Q: What are some administrative challenges you've faced?

A: Our [attendance] went down, and so right now our budget is really, really tight. I don't have enough for an after-school program. I don't have a music program, an art program, and the children have so many talents. They're really gifted. When you give them that opportunity they just shine.

Because we're fed from so many shelters, students move a lot. And also, the neighborhood's changing, and the young people coming in [to the neighborhood] aren't having children yet. And some parents feel that a charter school is better, so many of the children are going to the charter schools.

But we're doing a great amount of work with a lot less money.

Q; How did you work to improve the school's falling progress report grades with the city?

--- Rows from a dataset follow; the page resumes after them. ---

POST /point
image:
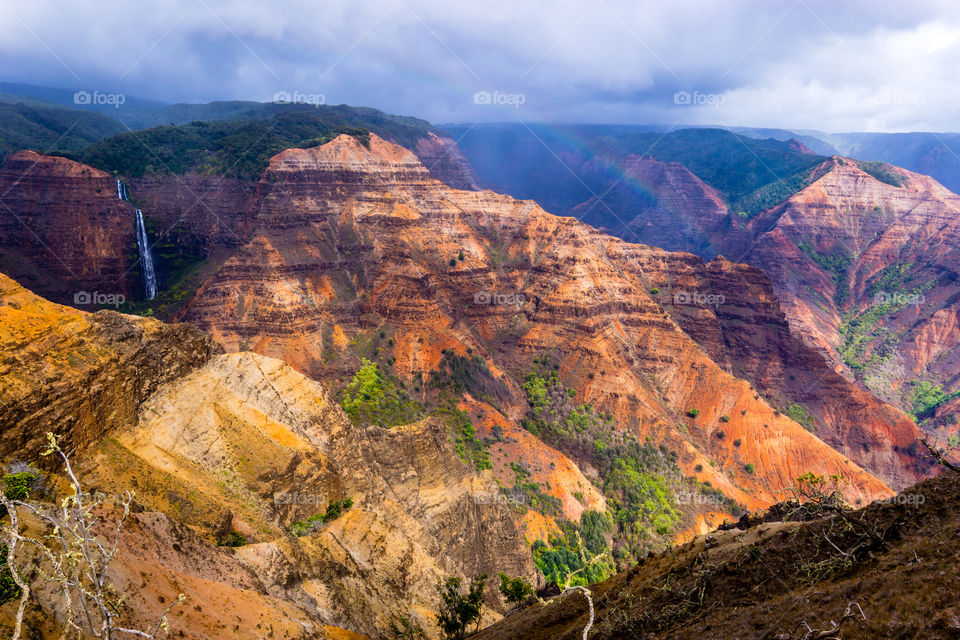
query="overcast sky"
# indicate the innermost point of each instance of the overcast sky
(833, 65)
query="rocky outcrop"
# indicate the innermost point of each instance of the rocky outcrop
(195, 214)
(81, 375)
(746, 583)
(657, 203)
(443, 158)
(248, 441)
(866, 271)
(733, 313)
(64, 231)
(212, 444)
(354, 241)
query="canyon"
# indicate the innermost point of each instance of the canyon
(229, 420)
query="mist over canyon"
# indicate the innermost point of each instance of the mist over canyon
(585, 336)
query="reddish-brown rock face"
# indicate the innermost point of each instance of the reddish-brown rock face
(195, 214)
(867, 273)
(739, 323)
(864, 268)
(352, 241)
(443, 158)
(63, 230)
(661, 204)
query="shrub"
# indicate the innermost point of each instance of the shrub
(457, 609)
(373, 398)
(799, 414)
(232, 539)
(514, 590)
(334, 510)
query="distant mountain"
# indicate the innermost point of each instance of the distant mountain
(29, 124)
(562, 166)
(242, 147)
(934, 154)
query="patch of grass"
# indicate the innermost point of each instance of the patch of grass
(565, 554)
(373, 397)
(926, 398)
(232, 539)
(881, 171)
(470, 448)
(798, 413)
(334, 510)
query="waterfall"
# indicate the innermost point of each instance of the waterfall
(143, 247)
(146, 258)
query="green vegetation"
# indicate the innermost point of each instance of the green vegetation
(335, 509)
(926, 398)
(570, 553)
(799, 413)
(881, 171)
(640, 493)
(232, 539)
(866, 341)
(527, 493)
(640, 481)
(514, 590)
(242, 148)
(458, 610)
(460, 374)
(407, 629)
(19, 483)
(373, 397)
(49, 128)
(736, 165)
(470, 448)
(835, 265)
(773, 193)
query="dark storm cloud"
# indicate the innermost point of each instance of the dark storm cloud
(802, 64)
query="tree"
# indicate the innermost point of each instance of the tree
(373, 398)
(457, 609)
(514, 590)
(74, 557)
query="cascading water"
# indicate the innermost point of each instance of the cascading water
(143, 247)
(146, 258)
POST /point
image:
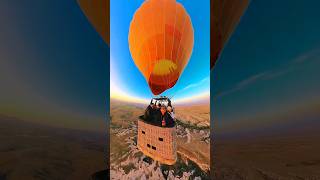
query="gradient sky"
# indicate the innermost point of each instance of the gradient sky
(125, 76)
(270, 65)
(53, 65)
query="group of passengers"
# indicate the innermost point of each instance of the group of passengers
(160, 113)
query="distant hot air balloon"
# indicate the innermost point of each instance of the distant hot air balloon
(225, 16)
(161, 42)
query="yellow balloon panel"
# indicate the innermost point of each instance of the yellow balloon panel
(161, 41)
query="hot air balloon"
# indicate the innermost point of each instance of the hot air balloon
(225, 16)
(161, 42)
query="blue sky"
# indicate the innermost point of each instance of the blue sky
(54, 65)
(195, 79)
(270, 64)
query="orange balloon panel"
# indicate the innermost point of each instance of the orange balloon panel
(161, 41)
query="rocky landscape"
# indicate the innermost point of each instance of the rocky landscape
(127, 162)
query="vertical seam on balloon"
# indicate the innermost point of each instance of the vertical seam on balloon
(174, 30)
(183, 27)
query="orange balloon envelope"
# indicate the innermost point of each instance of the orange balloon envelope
(161, 42)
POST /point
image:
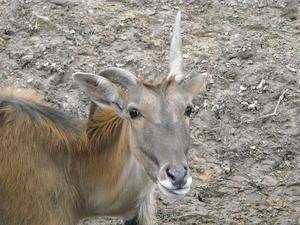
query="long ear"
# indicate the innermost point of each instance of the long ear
(101, 91)
(194, 85)
(175, 58)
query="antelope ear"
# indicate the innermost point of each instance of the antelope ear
(194, 85)
(101, 91)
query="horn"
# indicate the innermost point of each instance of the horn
(175, 58)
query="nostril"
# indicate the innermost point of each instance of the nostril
(170, 173)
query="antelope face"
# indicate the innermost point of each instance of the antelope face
(159, 136)
(158, 115)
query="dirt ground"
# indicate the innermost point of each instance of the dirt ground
(245, 134)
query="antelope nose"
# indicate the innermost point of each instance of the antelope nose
(177, 175)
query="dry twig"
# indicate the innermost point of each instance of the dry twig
(274, 113)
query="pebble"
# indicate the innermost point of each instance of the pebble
(290, 68)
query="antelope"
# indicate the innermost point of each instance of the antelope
(55, 169)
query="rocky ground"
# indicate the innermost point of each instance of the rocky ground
(246, 132)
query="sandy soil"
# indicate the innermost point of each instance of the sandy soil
(245, 162)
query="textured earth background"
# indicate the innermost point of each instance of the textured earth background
(246, 132)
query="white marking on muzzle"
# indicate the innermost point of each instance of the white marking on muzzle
(168, 188)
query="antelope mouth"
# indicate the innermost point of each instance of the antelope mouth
(171, 191)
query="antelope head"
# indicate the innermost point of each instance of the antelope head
(158, 114)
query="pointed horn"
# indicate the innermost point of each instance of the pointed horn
(176, 61)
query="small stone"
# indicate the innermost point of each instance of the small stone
(41, 21)
(261, 84)
(242, 88)
(30, 80)
(252, 105)
(243, 103)
(290, 68)
(26, 59)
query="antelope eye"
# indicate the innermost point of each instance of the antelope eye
(188, 110)
(134, 113)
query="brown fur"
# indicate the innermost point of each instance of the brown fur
(41, 162)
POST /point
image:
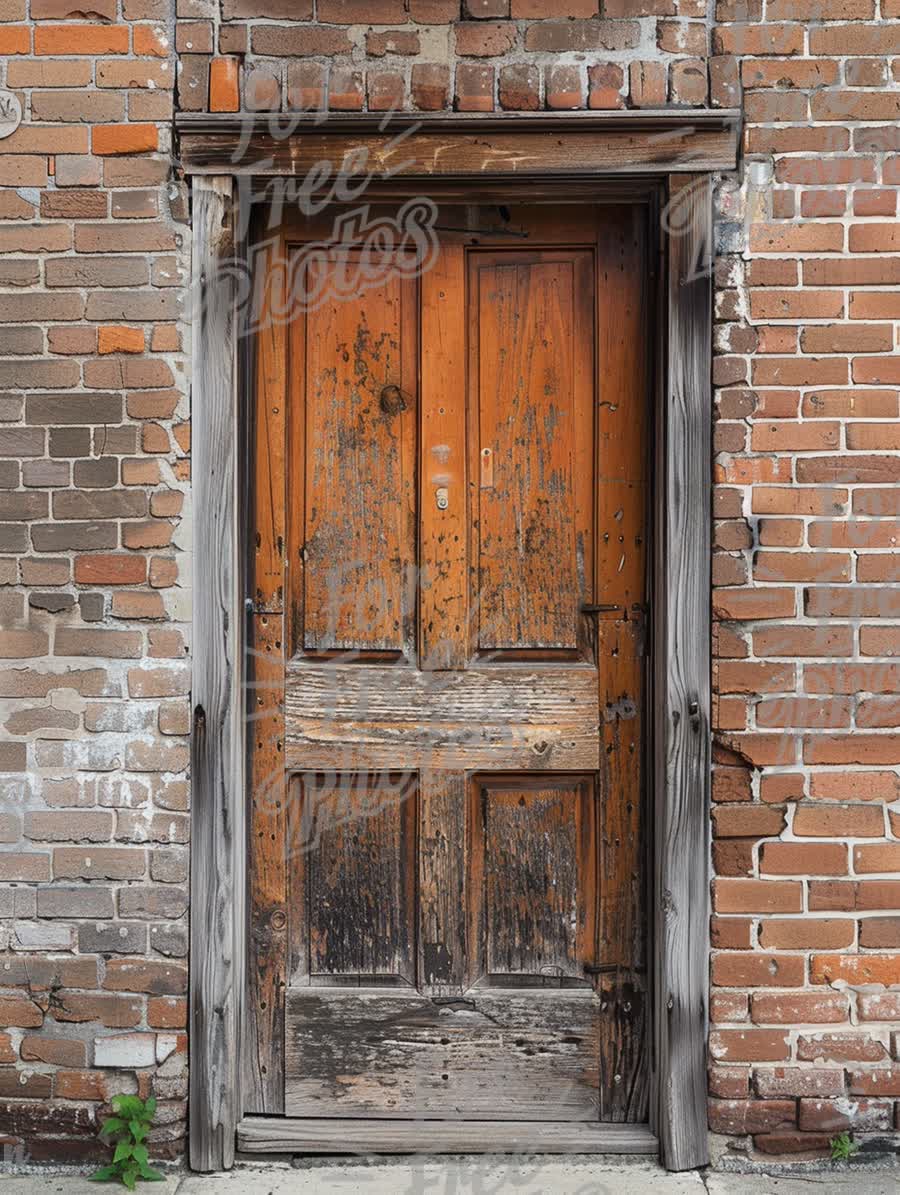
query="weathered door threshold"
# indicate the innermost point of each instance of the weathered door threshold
(282, 1134)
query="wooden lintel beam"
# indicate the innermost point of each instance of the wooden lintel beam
(565, 146)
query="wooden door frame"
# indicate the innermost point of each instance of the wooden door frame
(626, 153)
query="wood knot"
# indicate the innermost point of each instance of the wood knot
(392, 400)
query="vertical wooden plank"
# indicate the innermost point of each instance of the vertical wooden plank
(444, 584)
(683, 687)
(262, 1055)
(622, 985)
(218, 906)
(622, 539)
(623, 409)
(442, 882)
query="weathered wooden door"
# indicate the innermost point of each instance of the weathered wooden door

A: That's something we're all proud of.

When everybody's starting to feel down, it trickles down. But we looked at all we had for curriculum and we said, 'OK, this isn't working.' The teachers were involved. And they chose the new reading program, and we brought in another program to supplement our math, and there it is. The proof is in the pudding.

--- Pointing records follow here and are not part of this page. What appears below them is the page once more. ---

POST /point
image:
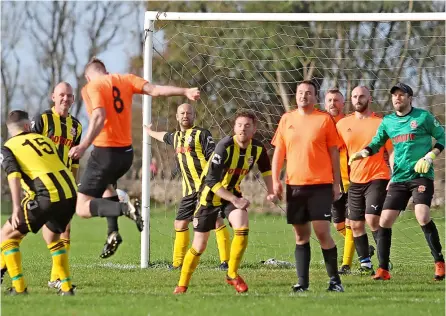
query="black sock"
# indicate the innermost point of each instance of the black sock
(112, 222)
(302, 254)
(384, 244)
(433, 240)
(375, 237)
(106, 208)
(331, 263)
(362, 248)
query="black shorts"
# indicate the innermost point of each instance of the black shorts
(205, 217)
(306, 203)
(339, 209)
(104, 167)
(399, 193)
(187, 207)
(366, 198)
(40, 211)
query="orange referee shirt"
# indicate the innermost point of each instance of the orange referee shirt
(114, 93)
(356, 134)
(306, 139)
(343, 160)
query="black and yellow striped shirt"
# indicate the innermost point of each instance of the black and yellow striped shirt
(193, 147)
(227, 167)
(34, 159)
(65, 132)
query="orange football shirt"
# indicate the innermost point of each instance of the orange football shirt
(306, 139)
(356, 134)
(114, 93)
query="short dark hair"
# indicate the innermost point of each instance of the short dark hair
(334, 90)
(311, 83)
(17, 116)
(246, 113)
(96, 64)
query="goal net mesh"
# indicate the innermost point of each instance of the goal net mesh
(256, 65)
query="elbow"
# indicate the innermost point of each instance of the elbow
(99, 118)
(151, 90)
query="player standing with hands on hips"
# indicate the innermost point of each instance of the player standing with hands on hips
(411, 131)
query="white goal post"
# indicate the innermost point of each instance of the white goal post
(151, 17)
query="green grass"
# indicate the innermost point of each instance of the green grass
(117, 286)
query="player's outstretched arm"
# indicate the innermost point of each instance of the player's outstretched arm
(167, 91)
(157, 135)
(15, 188)
(276, 168)
(12, 169)
(437, 131)
(240, 203)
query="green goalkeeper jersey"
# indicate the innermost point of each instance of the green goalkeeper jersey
(411, 137)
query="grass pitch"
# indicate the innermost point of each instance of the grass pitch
(117, 286)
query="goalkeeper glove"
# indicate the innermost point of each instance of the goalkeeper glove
(359, 155)
(423, 165)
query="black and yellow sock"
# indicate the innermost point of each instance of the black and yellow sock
(375, 238)
(238, 247)
(190, 263)
(66, 243)
(341, 229)
(362, 248)
(13, 259)
(433, 240)
(180, 246)
(3, 262)
(60, 263)
(223, 243)
(106, 208)
(349, 247)
(112, 222)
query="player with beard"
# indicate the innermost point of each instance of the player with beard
(410, 130)
(308, 139)
(233, 158)
(193, 147)
(369, 177)
(334, 105)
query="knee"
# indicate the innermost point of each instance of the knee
(373, 223)
(219, 223)
(339, 226)
(323, 236)
(83, 212)
(357, 227)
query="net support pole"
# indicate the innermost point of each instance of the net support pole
(146, 146)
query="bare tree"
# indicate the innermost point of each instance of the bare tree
(13, 19)
(65, 35)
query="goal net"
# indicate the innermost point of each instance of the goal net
(255, 65)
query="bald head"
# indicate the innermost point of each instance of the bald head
(17, 122)
(361, 98)
(334, 102)
(185, 116)
(94, 68)
(63, 98)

I inherited a staff that was not at a happy place in education, but because of the way I present things and the way I feel about education, they've been happier. And I think as an adult if you are passionate and happy about going to your job everyday, no matter how tired you may feel in the morning, no matter what happens during the day, if you still want to come back tomorrow, that will bring life back into the classroom. The children will see that. Like I said, it will trickle down.

One of the things we decided to do was departmentalize our fourth and fifth grade. To prepare them for middle school we need to start preparing them in elementary school. And we know that our fifth graders, when they go into the middle-school setting, they get very confused, because they're changing classes, they're having different teachers.

Not only are the children loving [grouping activities into different departments] our teachers are loving it, because they're planning for what they like. So there's passion there, so that trickles down to the children. There's excitement. It's given the teachers the opportunity to implement their best skills. We have this talent within the school, so why not use it? 

Q: Despite the improved grades, do you think that with shrinking attendance, the city may choose to phase out the school?

A: I don't fear that at all. I believe that the word spreads. And when the community starts to hear we're doing great things in the school, they're just going to kick those doors down and try to get in. Little by little I feel like that type of family that chooses us will go to their friends and say 'You know I chose P.S. 23, why don't you have your child try it?'

We have a former student who's now a parent and her memories brought her back to us. We're also trying to reach all of our parents to come in on a daily basis and see what we're doing. Help us out, so we can do greater things.

So I would fight it. Because where would my children go?